三章(5)

 部屋を出ると、護衛衆の男が二人、廊下に立って待っていた。彼らを加えた四人で、果てなく続いているのではないかというほどの長い長い廊下を、少女の掲げた明かりを頼りに進む。やがてたどり着いた最奥の部屋で、姉巫女は待っていた。
 籠が創られてからの気が遠くなるほどの年月、神の意思を伝え民を導いてきた巫女たちの歴史ゆえだろうか。巫女殿の中は重苦しいまでの濃い空気に満ちていた。並大抵の静寂とはわけが違う、のし掛かってくるような沈黙。まさかこんな所に自分が入る日が来るなんてシュマは夢にも思っていなかった。それも、このような形で。

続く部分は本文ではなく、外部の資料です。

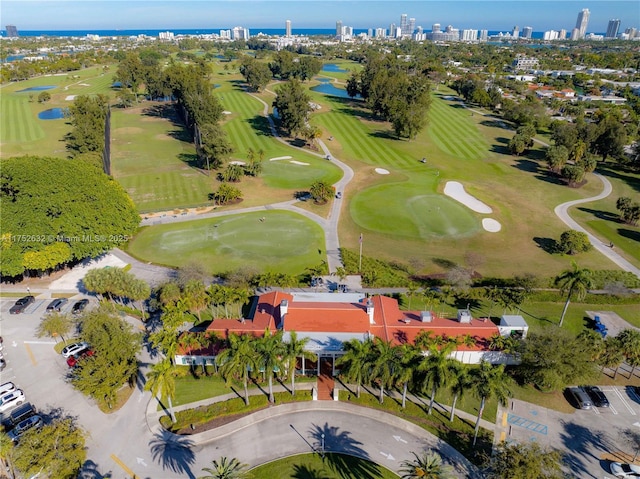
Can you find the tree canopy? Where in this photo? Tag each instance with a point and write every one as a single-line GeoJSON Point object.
{"type": "Point", "coordinates": [56, 210]}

 そして大きく厚い扉を、シュマの前を行く少女が押し開ける。
「気が付かれましたか、シュマ殿」
 姉巫女の低い声が、入り口のシュマたちにまではっきりと届いた。シュマは一瞬だけびくりとして足を止め、すぐに少女に続いて部屋の中へと入っていく。後ろをついてきていた護衛衆の男たちは、中までは入ってこなかった。

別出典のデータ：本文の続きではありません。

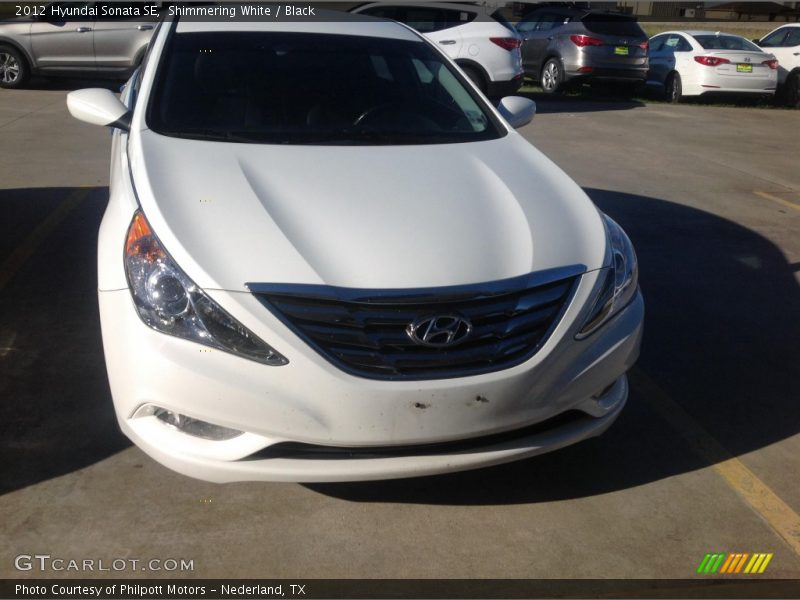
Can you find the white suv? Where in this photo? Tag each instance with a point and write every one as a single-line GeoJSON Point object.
{"type": "Point", "coordinates": [483, 43]}
{"type": "Point", "coordinates": [784, 43]}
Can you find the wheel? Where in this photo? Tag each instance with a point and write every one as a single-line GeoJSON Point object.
{"type": "Point", "coordinates": [475, 77]}
{"type": "Point", "coordinates": [552, 77]}
{"type": "Point", "coordinates": [672, 88]}
{"type": "Point", "coordinates": [793, 90]}
{"type": "Point", "coordinates": [14, 71]}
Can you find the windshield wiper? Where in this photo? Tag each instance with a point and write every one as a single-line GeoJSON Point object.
{"type": "Point", "coordinates": [217, 135]}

 先ほどの何倍もある広い部屋だった。その奥、一段高くなった場所へ姉巫女は正座していた。彼女の衣の裾が、床へと綺麗に広がっている。
 部屋の中央まで来たところで、少女はふいに膝を折って床へと正座する。深々と姉巫女に頭を下げ、そして立ち上がりそのまま部屋を去っていった。一人残されたシュマは所在なげにその場に突っ立っていたが、やがて姉巫女からの「お座りなさい」との静かな声で、慌てて膝を折った。
 そして、姉巫女が口を開く。
「まず詫びねばなりませぬ。さきほど貴方に働いたご無体、どうかお許しくだされ。貴方自身は何が起きたのかもわからなかったでしょうが――眠り薬を仕込んだ矢を、護衛衆の者に命じて貴方に射させていただきました」
「な……っ」
 突然の告白に唖然とするシュマに、姉巫女は平然と続ける。
「矢といっても、ごく小さな針のようなもの。ぱっと見ただけでは気付きませぬし、傷とて残ってはいないでしょう。薬も効果が切れれば体には何の影響もございません。しかし乱暴な手段に及んだのは事実ゆえ、お詫びを申し上げておきます」
 シュマは自分の右腕を見る。確かに意識を手放す直前、この腕にわずかな痛みを感じた。けれど姉巫女の言う通り、もはや何の傷跡も残ってはいない。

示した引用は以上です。